ANA testing has evolved from LE cells substrate to new commercial multi-block substrates. IIF microscopy offers the possibilities to screen a broad range of antigens, including nucleosomal or chromatin-associated, nucleoplasmic and nucleor antigens. It has a high negative predictive value, where most patients screened have a negative result, thus don't have SLE and the positive predictive value is low as most symptomatic patients with a positive result will have the disease. Currently there is no standardisation between assays for the diagnosis of SLE. The American Pathologist survey, 2006 suggests that differences in reporting ANA patterns exists due to commercial kit variations, microscope magnification, differences in calibration and variations in reference ranges which are affected by the local population (Egner, 2000; Peterson et al, 2009).
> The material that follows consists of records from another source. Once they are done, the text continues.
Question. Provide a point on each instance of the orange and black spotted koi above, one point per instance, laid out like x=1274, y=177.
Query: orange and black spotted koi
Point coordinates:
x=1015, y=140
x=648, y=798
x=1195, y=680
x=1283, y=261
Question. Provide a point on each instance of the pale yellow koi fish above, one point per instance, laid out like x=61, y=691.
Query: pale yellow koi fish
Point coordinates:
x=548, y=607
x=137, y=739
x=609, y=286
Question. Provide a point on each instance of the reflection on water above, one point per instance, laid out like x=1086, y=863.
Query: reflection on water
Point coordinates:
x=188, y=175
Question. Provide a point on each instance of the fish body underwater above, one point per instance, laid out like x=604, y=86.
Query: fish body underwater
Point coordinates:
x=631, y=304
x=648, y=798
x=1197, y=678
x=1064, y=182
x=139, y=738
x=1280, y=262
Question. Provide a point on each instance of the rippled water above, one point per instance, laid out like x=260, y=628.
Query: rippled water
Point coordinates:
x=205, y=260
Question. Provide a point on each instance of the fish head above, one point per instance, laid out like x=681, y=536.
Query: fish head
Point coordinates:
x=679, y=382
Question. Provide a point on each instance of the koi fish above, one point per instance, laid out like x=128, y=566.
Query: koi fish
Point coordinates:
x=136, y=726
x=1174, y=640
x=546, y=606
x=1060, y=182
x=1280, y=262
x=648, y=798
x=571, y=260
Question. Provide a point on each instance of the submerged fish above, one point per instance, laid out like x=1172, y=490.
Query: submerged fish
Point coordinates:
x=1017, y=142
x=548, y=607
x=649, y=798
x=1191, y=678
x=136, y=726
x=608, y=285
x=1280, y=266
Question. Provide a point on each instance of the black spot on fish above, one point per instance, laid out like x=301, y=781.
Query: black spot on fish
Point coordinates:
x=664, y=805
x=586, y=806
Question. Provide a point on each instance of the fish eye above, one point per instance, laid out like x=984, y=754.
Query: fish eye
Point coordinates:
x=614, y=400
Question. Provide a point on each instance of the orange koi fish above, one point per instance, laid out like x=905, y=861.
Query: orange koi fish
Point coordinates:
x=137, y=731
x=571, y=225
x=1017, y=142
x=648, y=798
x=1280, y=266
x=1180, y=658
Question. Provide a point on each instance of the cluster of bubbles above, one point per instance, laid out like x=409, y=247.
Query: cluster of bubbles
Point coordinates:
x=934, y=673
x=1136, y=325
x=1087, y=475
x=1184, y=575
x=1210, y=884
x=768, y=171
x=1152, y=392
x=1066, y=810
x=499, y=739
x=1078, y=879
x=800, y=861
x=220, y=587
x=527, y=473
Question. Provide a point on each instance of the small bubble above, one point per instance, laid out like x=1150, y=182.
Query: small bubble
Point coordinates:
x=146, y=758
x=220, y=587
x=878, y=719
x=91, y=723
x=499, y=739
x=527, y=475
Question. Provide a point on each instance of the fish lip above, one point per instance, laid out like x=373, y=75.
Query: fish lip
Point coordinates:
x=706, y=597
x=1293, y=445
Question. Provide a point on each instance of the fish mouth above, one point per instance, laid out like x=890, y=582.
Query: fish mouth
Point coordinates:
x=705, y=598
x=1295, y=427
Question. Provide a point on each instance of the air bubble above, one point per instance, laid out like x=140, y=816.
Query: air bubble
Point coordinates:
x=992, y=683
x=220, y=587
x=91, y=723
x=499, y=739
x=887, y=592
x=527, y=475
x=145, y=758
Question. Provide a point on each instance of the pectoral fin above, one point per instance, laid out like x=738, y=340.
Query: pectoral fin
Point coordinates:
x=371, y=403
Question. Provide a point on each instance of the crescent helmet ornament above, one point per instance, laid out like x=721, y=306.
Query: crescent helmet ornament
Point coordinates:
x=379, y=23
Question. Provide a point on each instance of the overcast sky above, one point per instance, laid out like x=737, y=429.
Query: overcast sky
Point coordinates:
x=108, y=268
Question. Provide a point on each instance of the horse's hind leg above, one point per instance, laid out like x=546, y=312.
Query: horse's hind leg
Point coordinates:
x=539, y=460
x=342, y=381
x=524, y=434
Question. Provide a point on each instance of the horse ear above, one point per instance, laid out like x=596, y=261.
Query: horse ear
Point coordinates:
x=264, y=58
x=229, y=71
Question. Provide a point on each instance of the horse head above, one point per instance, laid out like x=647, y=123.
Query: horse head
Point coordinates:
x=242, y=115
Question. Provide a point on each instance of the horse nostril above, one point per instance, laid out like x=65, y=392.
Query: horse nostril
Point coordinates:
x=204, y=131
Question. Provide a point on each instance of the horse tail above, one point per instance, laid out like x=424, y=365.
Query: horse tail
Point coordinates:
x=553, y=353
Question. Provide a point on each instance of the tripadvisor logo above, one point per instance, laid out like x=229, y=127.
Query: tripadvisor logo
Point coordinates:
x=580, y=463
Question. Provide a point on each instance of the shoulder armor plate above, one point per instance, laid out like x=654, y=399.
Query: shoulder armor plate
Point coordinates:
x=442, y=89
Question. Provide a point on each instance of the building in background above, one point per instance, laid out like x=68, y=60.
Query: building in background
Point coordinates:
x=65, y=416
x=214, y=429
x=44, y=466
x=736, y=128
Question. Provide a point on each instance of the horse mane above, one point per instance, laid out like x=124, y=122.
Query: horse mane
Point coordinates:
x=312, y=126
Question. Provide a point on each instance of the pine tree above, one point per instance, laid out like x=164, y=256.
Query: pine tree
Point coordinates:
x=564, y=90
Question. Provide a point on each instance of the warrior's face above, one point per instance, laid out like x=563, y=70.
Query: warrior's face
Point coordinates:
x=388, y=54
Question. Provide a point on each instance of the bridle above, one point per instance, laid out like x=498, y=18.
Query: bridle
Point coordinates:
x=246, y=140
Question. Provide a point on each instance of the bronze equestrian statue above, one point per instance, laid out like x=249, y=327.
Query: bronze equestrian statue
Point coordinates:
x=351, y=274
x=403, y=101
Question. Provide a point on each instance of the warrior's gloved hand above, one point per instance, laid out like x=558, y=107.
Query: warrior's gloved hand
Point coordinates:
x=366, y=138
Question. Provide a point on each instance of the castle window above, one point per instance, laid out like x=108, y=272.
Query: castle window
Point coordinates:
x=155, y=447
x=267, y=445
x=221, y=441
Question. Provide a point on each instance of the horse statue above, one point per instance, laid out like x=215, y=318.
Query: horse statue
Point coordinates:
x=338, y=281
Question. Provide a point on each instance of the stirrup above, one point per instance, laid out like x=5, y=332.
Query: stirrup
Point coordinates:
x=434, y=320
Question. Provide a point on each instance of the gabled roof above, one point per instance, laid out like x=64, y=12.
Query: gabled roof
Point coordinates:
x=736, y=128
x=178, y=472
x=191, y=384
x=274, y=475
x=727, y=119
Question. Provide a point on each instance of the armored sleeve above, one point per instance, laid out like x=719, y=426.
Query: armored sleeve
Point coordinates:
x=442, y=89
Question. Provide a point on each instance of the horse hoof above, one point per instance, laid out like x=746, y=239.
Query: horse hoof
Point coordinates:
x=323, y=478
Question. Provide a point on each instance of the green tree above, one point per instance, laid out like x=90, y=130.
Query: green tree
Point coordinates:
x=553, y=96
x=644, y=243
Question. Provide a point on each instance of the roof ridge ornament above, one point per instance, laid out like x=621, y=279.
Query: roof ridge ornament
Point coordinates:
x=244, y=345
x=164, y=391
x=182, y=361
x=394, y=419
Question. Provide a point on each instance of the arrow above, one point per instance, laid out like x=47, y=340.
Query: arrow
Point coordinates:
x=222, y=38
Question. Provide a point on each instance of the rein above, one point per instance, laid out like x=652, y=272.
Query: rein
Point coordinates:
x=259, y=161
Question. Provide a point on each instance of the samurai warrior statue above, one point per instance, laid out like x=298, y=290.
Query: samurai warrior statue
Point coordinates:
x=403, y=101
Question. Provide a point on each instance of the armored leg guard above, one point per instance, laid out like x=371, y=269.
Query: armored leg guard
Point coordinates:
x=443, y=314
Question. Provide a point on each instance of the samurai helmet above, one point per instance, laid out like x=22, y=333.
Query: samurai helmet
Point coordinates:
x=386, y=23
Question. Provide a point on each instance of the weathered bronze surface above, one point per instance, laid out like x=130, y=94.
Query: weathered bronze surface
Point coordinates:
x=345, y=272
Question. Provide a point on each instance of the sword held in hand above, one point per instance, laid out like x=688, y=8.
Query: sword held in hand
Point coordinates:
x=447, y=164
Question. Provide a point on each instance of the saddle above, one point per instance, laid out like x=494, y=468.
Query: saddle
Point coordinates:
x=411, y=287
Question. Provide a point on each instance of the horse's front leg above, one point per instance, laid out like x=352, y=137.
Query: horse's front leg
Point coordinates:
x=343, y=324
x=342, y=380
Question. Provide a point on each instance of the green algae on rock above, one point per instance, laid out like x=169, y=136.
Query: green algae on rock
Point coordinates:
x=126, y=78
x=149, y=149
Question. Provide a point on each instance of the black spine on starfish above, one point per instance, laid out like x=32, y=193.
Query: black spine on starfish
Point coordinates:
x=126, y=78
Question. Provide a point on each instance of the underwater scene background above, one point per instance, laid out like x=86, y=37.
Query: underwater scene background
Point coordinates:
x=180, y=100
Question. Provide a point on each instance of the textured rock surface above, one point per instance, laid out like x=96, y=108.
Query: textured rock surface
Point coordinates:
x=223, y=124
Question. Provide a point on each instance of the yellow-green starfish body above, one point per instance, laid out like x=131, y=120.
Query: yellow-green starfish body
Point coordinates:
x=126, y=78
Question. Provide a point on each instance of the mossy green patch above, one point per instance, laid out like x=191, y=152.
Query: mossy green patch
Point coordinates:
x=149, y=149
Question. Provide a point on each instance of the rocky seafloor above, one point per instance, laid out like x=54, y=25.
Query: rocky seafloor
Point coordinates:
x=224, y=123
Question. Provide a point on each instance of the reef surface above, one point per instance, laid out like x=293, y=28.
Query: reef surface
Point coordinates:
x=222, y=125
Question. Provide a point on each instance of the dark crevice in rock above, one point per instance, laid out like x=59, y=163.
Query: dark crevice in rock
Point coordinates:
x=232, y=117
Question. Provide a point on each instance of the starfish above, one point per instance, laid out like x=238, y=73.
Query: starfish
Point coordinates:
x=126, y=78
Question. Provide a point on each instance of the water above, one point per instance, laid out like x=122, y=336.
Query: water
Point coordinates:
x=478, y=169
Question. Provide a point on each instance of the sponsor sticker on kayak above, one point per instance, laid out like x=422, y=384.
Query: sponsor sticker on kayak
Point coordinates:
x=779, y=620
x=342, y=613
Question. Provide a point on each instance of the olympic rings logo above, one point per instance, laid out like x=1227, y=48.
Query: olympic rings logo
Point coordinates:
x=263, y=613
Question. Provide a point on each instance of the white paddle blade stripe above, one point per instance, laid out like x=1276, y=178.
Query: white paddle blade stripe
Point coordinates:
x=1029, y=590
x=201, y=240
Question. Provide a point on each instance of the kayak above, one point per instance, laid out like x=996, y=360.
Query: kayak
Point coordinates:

After considering the screening techniques on offer for ANA testing I believe that anti-dsDNA assays need to be reviewed as they are crucial in the diagnosis and monitoring of patients with SLE. Laboratory investigation of SLE should always be carried out in order to benefit patients, ensuring a precise and accurate result is obtained. Assays are continuously being evaluated within laboratories to improve diagnosis, sensitivity and specificity, reducing labour time and cost.
Multiplex bead is becoming the future of ANA testing, as multiple antigens can be analysed in a single well (Dahle et al, 2004; Bonilla, 2009). Other technologies such flow cytometry and microchips are still evolving and may soon also be employed by more laboratories across the world, thus the diagnosis of SLE continues to develop.
I believe that IIF-ANA should still remain the gold standard technique and dsDNA and ENA screens should be performed alongside ANAs to determine the diagnosis of SLE, until the criteria for SLE is reviewed. As the clinical knowledge of SLE increases, more clinicians are requesting ANA results and improvements in service, turnaround times are required to meet demands. Technologies need to be kept up to date to optimise staff levels and as MSC takes effect soon more laboratories will explore new technologies.